How does Wayside help the client if child protection is involved?

They usually stay around 55-60 days and develop an individual treatment plan. We provide support and check-ins on that plan, but we also center the voice of the patient in pulling that plan together. With our family treatment plans, family services can be more complicated and nuanced, especially with child protection cases, so it usually takes more than 90 days. The MN One for Communities program is a great program made of parent mentors who have navigated the child protection system, too, and who have successfully reunified with their children. These parents are a great resource for advocacy and peer support.

How do you think the changes in the mandatory reporting laws will affect the health of your moms/infants?
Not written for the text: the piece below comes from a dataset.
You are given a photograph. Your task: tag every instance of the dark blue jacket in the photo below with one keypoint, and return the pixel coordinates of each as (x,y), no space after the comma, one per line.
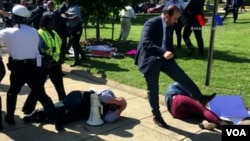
(149,48)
It’s definitely a step in the right direction. For years, there have been exceptions that were written into statutes related to prenatal exposure to alcohol and marijuana. Now that we’re expanding these laws to all substances––it’s an important step forward. But we should also be aware of––and concerned about––the fact that the law has lots of discretion. BIPOC mothers are reported to child protection services at disproportionate rates in relation to the demographic percentage they make up. While this new law is good, a lot of work needs to be done because this discretion is where the disparities grow and develop. Doctors and social workers now have the ability to choose if they are going to report or not. And if they are reporting, are they reporting everyone? Or only some?